"Pot-In-Pot" Production Possible Thanks To New Pot Setter Machine

Potted shrubs sell better, but growing shrubs in a pot is a pain, or at least it has been until now. Woodburn Nursery, Woodburn, Ore. has figured out a way to meet market demand and do it with less manual labor. Using their first-of-its-kind pot-setting rig, a five-man crew can insert about 6,000 "socket pots" per day into the ground, ready to accept potted shrubs and trees.

Tom Fessler, co-owner of the nursery, says "Our initial intent was to try an acre test plot for a year or two. But it worked so well, we're already up to about 65 acres."

Nurserymen have long known shrubs and other perennials planted in pots that are buried in the ground stand up to winter winds and cold temperatures better than those in above-ground pots. But getting the pots into the ground can be a real job. Pulling them out is not much better, especially in wet weather. Imbedding socket pots equipped with spacers makes removal and replacement of pots relatively easy. All you have to do is find a way to get them into the ground the first time.

After watching a neighbor use a post hole digger to prepare holes, Fessler figured there had to be a better way. So in 1999, he headed to his shop. Three years and tens of thousands of pots later, he is on his second rig, one built to set pots up to 16 in. across and a foot deep.

He started out by building a frame on the floor of the shop out of steel tubing that became the main platform.

A trencher wheel mounts next to the platform. Sizing a gearbox for the trencher was the most difficult part of the project, reports Fessler. "The trencher isn't turning very fast, but there is so much torque on it that we kept breaking gears," he explains. "On the second unit, we way oversized the gears. We also went to running the gearbox off the PTO instead of a hydraulic motor. We travel so slow that the hydraulic motor we used was stalling out."

The pot-setting rig excavates a ditch deeper and wider than the pot to be set, lays down a drain tile in the bottom of the ditch and an irrigation hose along the side of the ditch. Workers riding on the platform place pots in the ditch at regular intervals.
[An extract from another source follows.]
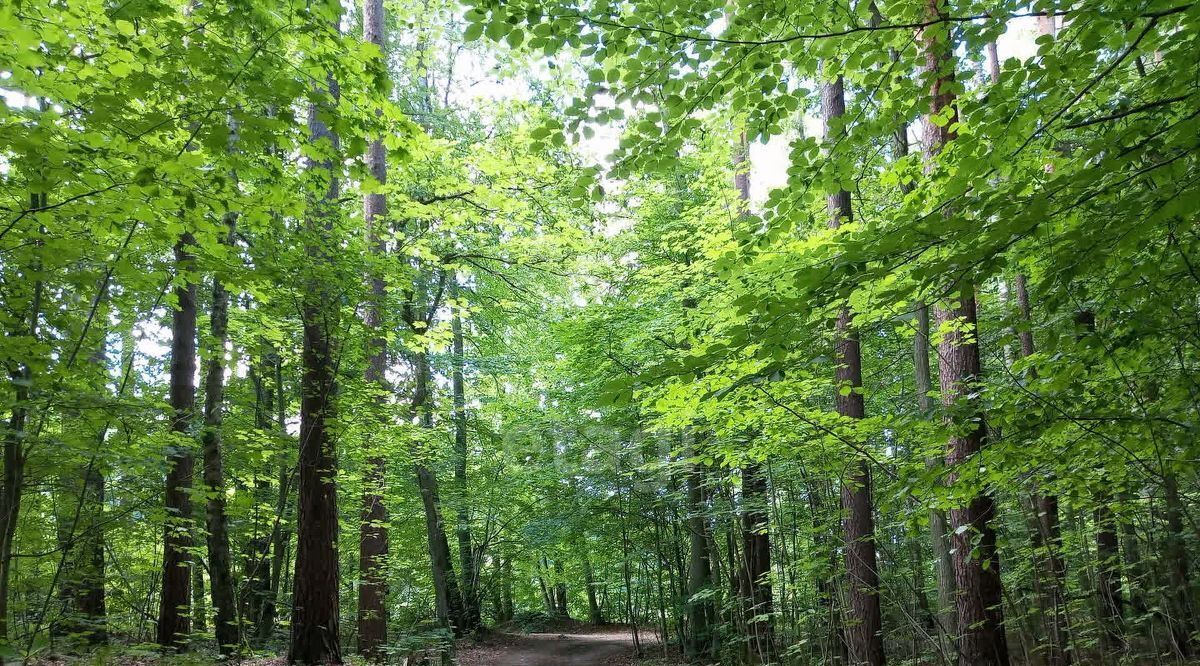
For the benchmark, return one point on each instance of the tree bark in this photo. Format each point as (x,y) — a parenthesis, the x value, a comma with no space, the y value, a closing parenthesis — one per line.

Other workers walking alongside, set up spray nozzles beside each pot and fill in around the pots. Seven-pound metal lids, also fabricated in the nursery shop, are then placed over the pots to keep dirt out until the planted pots are inserted.
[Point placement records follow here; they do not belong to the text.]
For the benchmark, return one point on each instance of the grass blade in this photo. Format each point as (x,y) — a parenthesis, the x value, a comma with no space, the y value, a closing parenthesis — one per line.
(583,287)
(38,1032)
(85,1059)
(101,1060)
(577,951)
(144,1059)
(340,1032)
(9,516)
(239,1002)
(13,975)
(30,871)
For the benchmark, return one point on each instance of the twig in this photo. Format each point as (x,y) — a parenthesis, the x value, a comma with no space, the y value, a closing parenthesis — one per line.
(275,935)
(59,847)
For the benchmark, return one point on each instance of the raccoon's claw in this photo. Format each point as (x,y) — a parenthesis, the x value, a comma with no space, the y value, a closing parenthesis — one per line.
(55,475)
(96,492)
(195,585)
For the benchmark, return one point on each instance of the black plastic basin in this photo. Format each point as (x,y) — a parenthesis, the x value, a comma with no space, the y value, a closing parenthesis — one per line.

The entire rig floats on adjustable wheels. Raising or lowering the platform varies the depth of the trench from 8 to 12 in. deep, depending on the size of the socket pots being placed.

This past year, placement of the pots in a grid pattern across the field has become even more exacting. The nursery purchased a new John Deere 7410 tractor outfitted with a GPS-based guidance system. The autopilot allows the rig to travel in a straight line at only four tenths of a mile per hour, something manual steering could not do. Fessler is looking forward to automating the process even further.

"We use a cable with clips on it to identify when a pot should be placed in the trench," says Fessler. "We want to program the GPS unit to signal when to drop the pots in the ground."